Law professor Frank H. Buckley seems to want to be the next Dororthy Rabinowitz. That is, he wants to gain notoriety by clinging to old and unsafe street designs while, simultaneously, shoring up the Wall Street Journal’s reputation as a bastion of change-averse curmudgeons. Done and done.
Buckley wrote an op-ed in Friday’s Journal about the controversy on Alexandria, Virginia’s King Street — the bustling main street through charming Old Town Alexandria, densely packed with upscale bistros and boutiques — which he prefers to think of as a “main artery, State Highway 7,” neglecting all that makes King Street vibrant and unique. West of Old Town, the city wants to put in a short stretch of bike lane. The plan already makes huge compromises in the name of car supremacy, refusing to post No Standing signs and replacing the lanes with sharrows for short segments.
But this timid step toward designing a safer street isn’t nearly timid enough for Buckley, who argues against the lanes — which will eliminate 37 parking spaces — with this ironclad logic:
As for the residents, we’re really attached to our parking spots. We like to tell our friends to drop by anytime. We don’t want to send our plumbers to park a few blocks over, on streets that are already congested. Not a problem, the city tells us. Just get a special parking permit from city hall for visitors. And what about the occasional party? What do we tell our guests? Ah, the city’s street coordinator said, channeling her inner Marie Antoinette, let them get valet parking.

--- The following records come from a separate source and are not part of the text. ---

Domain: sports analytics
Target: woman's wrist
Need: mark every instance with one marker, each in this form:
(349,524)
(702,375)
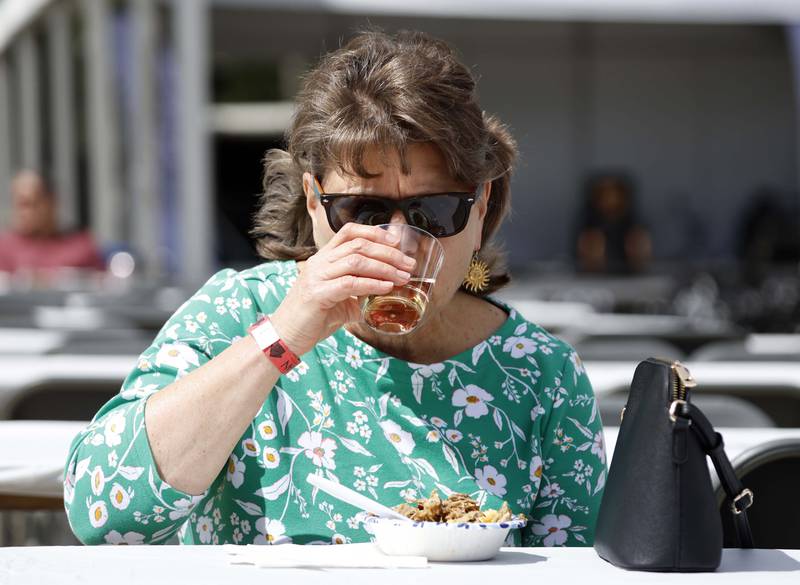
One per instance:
(290,333)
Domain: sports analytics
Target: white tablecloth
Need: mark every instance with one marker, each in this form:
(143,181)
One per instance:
(32,456)
(198,565)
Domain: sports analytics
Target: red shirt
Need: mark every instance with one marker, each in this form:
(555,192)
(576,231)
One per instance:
(75,250)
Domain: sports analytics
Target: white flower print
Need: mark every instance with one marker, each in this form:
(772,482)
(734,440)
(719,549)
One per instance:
(98,514)
(237,535)
(299,370)
(204,527)
(491,480)
(433,436)
(453,435)
(112,430)
(183,507)
(320,450)
(353,357)
(119,497)
(267,430)
(536,471)
(130,538)
(98,480)
(552,490)
(235,472)
(553,527)
(519,346)
(598,448)
(576,363)
(474,398)
(270,532)
(408,494)
(177,355)
(271,458)
(402,440)
(427,370)
(251,448)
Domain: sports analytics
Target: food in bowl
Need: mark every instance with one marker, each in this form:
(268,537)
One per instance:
(450,530)
(457,508)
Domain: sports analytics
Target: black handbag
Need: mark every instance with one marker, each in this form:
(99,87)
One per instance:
(659,512)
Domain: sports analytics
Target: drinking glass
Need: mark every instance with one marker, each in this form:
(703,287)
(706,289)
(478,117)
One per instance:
(402,309)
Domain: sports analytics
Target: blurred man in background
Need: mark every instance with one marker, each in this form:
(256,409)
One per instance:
(610,238)
(34,242)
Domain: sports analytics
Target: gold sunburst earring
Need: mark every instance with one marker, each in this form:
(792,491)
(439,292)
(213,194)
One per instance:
(477,279)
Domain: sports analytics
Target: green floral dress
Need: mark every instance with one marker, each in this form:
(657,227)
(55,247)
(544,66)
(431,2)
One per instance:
(513,419)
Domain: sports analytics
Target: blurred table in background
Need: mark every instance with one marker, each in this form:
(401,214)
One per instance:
(32,459)
(59,386)
(774,387)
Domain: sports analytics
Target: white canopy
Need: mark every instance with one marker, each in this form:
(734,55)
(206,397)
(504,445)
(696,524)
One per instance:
(16,14)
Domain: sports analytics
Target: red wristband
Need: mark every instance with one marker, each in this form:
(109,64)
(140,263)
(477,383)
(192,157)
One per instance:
(273,346)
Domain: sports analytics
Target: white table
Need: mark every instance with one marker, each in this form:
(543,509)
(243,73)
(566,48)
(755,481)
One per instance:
(609,377)
(33,455)
(171,565)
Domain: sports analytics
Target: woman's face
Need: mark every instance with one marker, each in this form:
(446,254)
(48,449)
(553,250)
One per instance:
(427,174)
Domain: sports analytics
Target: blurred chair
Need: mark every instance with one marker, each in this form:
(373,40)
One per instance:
(626,349)
(772,472)
(722,411)
(756,348)
(62,400)
(109,342)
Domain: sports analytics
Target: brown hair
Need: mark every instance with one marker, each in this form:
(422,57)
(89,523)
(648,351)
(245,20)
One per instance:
(384,91)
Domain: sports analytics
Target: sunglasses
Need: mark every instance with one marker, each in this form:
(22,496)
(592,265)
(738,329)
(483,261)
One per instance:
(440,214)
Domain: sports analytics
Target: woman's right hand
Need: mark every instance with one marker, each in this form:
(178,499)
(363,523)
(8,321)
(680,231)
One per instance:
(359,260)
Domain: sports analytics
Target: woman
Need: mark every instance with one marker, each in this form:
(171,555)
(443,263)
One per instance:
(211,438)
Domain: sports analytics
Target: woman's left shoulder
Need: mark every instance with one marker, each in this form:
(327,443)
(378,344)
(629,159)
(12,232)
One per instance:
(525,339)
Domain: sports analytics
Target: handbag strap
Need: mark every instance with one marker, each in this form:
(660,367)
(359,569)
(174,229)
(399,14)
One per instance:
(738,498)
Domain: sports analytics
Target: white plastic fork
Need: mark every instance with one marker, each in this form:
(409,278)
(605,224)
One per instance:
(349,496)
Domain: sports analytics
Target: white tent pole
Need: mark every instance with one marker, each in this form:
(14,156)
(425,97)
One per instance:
(195,200)
(62,108)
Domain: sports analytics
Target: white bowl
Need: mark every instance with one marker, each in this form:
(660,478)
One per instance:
(441,541)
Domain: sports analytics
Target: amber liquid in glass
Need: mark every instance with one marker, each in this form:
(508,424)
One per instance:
(400,310)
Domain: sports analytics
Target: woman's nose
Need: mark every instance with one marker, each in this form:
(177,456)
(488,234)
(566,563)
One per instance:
(397,217)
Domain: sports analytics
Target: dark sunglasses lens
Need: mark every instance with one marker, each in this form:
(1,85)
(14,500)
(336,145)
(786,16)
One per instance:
(442,215)
(357,210)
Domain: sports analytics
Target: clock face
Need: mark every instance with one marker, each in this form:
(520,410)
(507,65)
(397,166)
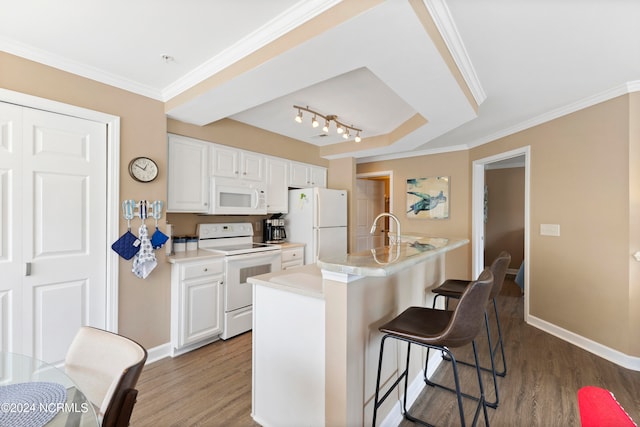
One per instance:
(143,169)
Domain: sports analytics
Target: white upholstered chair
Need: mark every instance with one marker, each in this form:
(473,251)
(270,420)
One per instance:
(106,367)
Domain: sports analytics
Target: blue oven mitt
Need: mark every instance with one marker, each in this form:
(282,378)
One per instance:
(127,245)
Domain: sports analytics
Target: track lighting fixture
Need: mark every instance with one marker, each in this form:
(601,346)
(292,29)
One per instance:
(345,130)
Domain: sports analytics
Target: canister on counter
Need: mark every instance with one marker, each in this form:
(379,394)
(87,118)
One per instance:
(179,244)
(192,243)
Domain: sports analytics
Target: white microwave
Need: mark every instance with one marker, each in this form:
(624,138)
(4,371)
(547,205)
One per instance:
(231,196)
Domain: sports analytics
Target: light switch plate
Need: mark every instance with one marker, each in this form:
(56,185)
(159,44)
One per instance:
(549,229)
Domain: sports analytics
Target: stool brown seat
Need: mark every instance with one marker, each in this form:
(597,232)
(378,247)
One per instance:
(454,288)
(439,329)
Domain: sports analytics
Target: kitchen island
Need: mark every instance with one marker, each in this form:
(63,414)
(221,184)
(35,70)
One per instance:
(316,338)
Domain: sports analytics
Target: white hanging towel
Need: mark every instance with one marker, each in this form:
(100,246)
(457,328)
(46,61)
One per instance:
(145,260)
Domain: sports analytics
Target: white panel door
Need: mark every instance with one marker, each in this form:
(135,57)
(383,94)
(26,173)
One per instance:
(60,243)
(11,268)
(331,207)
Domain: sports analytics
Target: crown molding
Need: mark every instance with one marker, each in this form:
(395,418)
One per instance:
(623,89)
(447,28)
(295,16)
(33,54)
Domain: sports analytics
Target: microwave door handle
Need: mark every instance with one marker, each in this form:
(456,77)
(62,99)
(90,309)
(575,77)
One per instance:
(257,193)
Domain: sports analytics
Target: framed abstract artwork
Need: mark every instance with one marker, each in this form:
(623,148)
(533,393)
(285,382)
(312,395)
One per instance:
(428,197)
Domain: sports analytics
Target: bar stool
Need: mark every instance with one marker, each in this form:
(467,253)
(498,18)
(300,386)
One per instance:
(454,288)
(439,329)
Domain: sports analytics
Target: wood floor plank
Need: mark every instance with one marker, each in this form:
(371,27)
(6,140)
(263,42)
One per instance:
(211,386)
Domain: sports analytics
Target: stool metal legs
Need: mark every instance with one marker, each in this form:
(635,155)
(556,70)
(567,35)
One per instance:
(405,374)
(492,353)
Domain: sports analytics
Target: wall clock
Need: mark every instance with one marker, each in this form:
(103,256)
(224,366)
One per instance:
(143,169)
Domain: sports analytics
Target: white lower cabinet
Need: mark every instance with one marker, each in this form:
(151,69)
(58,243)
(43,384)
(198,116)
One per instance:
(292,257)
(196,303)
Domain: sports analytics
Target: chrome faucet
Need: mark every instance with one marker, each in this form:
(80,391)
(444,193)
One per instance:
(395,240)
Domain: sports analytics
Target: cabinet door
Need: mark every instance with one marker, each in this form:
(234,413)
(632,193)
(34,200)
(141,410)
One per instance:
(318,176)
(188,177)
(225,162)
(252,166)
(277,185)
(201,311)
(299,175)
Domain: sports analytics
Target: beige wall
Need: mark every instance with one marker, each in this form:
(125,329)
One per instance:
(343,177)
(504,229)
(585,176)
(456,166)
(144,305)
(580,179)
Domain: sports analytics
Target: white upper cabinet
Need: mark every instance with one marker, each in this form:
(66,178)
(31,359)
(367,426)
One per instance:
(188,175)
(233,163)
(277,174)
(303,175)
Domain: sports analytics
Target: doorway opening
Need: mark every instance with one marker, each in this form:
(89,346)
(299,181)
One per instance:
(374,195)
(521,158)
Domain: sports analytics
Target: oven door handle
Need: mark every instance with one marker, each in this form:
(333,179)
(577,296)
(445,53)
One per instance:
(257,197)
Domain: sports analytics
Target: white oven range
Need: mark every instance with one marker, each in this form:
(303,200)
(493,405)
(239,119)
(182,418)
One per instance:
(243,259)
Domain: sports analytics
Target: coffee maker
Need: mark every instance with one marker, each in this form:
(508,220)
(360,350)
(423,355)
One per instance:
(273,230)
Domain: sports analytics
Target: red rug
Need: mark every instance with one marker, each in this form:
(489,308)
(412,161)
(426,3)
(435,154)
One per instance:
(599,408)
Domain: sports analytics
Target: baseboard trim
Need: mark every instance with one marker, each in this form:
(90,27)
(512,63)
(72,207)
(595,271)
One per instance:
(598,349)
(157,353)
(395,416)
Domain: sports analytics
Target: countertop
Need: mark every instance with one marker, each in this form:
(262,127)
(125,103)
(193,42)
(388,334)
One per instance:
(288,245)
(203,253)
(387,260)
(187,256)
(305,280)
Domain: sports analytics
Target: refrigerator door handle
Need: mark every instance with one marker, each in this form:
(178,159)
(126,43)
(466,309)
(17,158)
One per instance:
(317,212)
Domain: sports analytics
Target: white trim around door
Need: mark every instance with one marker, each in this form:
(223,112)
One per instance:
(113,182)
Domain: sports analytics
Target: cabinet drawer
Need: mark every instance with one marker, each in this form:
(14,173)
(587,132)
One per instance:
(292,254)
(204,268)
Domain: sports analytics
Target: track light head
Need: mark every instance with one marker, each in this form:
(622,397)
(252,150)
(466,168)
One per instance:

“Let them die on streets designed exclusively for most dangerous and least efficient mode of transportation,” is Buckley’s far more compassionate credo, then.
So sorry your expensive, urban neighborhood — a classic of colonial design — was built with skinny streets and dense development, Mr. Buckley. Why didn’t the founders have the forethought to set aside enough space for everyone on your street to comfortably accommodate the cars of a dinner party’s worth of people, all at the same time, within blocks of one of the country’s best metro systems?
I don’t have to pick apart every ignorant statement Buckley makes in his story, because The Wash Cycle already did that, with great aplomb. (David Cranor, The Wash Cycle’s low-profile author, also mentions the cringe-worthy tactlessness of calling the loss of 37 parking spaces a battle in “the bike wars,” especially on Veterans Day weekend.)
Buckley isn’t the only writer complaining about the “war on cars” these days. Writing in the right-wing rag The Weekly Standard, Christopher Caldwell argues this week that cyclists are an unruly and antagonistic bunch of self-righteous road hogs. Caldwell even refers to cyclists as an “ever more powerful lobby,” a reckless and self-righteous group that has “tested the public’s willingness for compromise.” Buckley says the same: “When you see the bike activists in your neighborhood, be warned that they tend not to play nice.” They don’t cling to the potholed and uneven edge of the road! They sometimes ride next to each other! And they’ll yell at you if you almost kill them! (As Daniel Duane noted in the New York Times Saturday, that’s about all that will happen to you if you almost kill — or even if you do kill — a bicyclist.)
In his article, “Drivers Get Rolled,” Caldwell bemoans the fact that our transportation network has been “misbuilt” to encourage car dependency. “It should better accommodate bikers and walkers,” Caldwell laments. “But for now it can’t.”
“Unless you want to cover much more of the country in asphalt,” there’s just no room for bikes, Caldwell says in a fit of blind ignorance.
Here’s the thing: It’s because street space is limited that efficient modes like biking make so much sense.
That’s the problem with Caldwell and Buckley’s view of bike advocacy — they see it as a petty special interest of people who ride bikes. That’s not the point though. Those bike lanes on King Street aren’t so much for today’s bicyclists — they’re for the bicyclists of the future, the people who would bike if they felt comfortable doing it. And Buckley better hope there are more bicyclists in the future.
When there are too many cars for the roads in your town, the problem is that there are too many cars — not that there are too few roads. Eliminating the one sliver of roadway where people are riding bikes is not going to solve motorists’ problems. The people riding bikes are the ones who have found a way to get from point A to point B without creating traffic jams.
Cities aren’t going to indulge naysayers like Caldwell and Buckley forever. More and more cities realize that they need to move beyond the cars-only, 1950s-era approach to street design for their own survival. Alexandria is right to install bike lanes. It’s just too bad that they’re going too slow. If Buckley wants to foment NIMBY opposition to the city’s efforts to plan for its future, he’ll certainly have plenty of company. But if he’s lucky, Alexandria will ignore him and continue taking steps toward bike-friendly streets.